Schnitt zurück vom geistigen zum tatsächlichen Auge.
Denn dann passiert etwas völlig Unvorhergesehenes: Mein Lieblings-Obst- und Gemüsebauer lässt mich wissen, dass das leckere Kirschen aus der Türkei wären. Wie? – aus der Türkei? Ich will doch keine pressezensierten, unterdrückten, menschenrechtsverletzten Kurdenkinderarbeits-Kirschen! – die womöglich alle Schnauzbart tragen…
Ich sehe den Aufseher Erdogan in Uniform mit Schirmmütze und Sonnenbrille wie er mit einem Heckler und Koch Schnellfeuergewehr ein paar Salven in die Luft jagt, um daran zu erinnern, dass mit ihm und deutschen Rüstungs-Exporten nicht gut Kirschen essen ist.
Weiter sehe ich Merkel mit Erdogan, die sich auf einem Diwan lungernd gegenseitig mit Kirschen füttern. Süß anzuschauen, aber nee, ich will keine bitteren Despotenkirschen. Ich will Pinneberger, Klein Flottbeker, Blankeneser Kirschen.
Gekauft hab’ ich die Kirschen vom Bosporus dann doch. Man kann sie sich ja, wie andere Auswüchse des Lebens auch schönreden oder wenigstens auf seinem Blog schöntexten. Trotzdem werde ich meinen Lieblings-Bauern bitten, ob er nicht meinem und bestimmt vieler anderer einheimischer Wunschbilder gerecht werden – und für eine Handvoll Cent mehr wieder das vorteilhafte Gefühl von Ernten aus unserer regionalen Agrar- und auch sonstiger Kultur anbieten kann.
Sam Lazay, lebalcony
Schöne Bilder, Sam!
Und eine Realität, die man sich wohl nur noch mit schönen Bildern schönreden kann.
Aber geschmeckt haben die Kirschen, oder?
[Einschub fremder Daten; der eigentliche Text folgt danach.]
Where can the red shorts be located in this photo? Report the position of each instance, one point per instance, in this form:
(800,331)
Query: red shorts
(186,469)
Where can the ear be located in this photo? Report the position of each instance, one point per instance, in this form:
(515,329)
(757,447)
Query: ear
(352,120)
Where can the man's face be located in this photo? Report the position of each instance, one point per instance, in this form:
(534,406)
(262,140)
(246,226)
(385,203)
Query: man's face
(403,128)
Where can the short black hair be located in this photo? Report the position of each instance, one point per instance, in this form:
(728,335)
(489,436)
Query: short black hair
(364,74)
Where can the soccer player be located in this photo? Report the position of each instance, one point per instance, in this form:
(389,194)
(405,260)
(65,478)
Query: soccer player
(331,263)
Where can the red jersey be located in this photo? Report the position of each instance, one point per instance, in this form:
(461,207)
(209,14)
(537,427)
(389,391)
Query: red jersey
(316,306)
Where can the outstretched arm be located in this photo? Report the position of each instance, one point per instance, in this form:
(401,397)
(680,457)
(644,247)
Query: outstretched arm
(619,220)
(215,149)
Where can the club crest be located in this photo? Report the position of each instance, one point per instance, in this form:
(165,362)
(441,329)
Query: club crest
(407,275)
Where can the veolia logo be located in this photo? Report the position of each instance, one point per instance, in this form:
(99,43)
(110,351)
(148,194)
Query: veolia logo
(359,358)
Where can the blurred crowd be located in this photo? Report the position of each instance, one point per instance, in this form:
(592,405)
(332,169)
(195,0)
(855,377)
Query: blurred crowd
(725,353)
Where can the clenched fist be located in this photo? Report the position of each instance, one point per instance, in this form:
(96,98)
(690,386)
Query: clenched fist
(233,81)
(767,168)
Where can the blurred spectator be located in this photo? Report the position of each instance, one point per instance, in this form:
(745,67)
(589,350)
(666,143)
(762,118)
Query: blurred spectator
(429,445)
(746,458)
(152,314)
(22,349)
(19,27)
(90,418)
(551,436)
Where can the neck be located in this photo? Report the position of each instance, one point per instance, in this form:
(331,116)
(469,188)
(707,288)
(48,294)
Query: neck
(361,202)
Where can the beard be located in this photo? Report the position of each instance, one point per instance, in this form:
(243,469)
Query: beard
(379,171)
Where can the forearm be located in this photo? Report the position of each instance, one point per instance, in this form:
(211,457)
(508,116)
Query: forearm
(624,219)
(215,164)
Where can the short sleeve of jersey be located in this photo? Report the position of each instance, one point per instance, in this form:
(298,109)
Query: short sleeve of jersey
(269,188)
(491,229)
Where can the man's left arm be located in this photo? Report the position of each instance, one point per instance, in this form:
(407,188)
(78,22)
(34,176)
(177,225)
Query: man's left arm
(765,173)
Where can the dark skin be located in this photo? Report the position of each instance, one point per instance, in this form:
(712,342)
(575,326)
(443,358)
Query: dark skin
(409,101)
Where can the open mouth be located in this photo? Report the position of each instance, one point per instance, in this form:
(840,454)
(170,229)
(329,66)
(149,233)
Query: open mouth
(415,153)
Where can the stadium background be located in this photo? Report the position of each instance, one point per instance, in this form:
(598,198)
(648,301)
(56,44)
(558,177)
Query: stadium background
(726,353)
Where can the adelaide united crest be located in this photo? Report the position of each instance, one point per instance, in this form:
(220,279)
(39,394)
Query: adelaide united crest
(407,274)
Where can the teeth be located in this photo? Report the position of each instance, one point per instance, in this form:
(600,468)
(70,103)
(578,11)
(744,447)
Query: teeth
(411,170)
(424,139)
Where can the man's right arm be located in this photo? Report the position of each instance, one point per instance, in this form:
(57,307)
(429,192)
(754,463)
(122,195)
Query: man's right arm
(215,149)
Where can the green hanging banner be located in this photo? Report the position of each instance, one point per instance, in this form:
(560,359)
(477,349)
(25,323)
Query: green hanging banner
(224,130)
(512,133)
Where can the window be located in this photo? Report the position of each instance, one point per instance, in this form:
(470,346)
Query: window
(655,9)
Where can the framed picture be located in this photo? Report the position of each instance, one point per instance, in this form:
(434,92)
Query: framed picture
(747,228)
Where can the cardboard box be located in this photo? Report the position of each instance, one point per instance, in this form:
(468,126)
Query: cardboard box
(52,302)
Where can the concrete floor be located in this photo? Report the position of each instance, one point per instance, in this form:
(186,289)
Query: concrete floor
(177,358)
Ja, die Kirschen haben vorzüglich geschmeckt, Bettina. Um so mehr da ich meinem Barcelonäschen (nicht nur du hast eine formvollendete Nase), die mich am Wochenende besuchte, einen lecker Frühstücksquark daraus gezaubert habe. Trotzdem hätten sie mir noch besser geschmeckt, wenn sie aus einem heimischen Garten gekommen wären. Und nicht per schwerölverpestendem Container-Dampfer aus einem Kinderarbeitsland rund um die viertel Welt verschifft worden wären.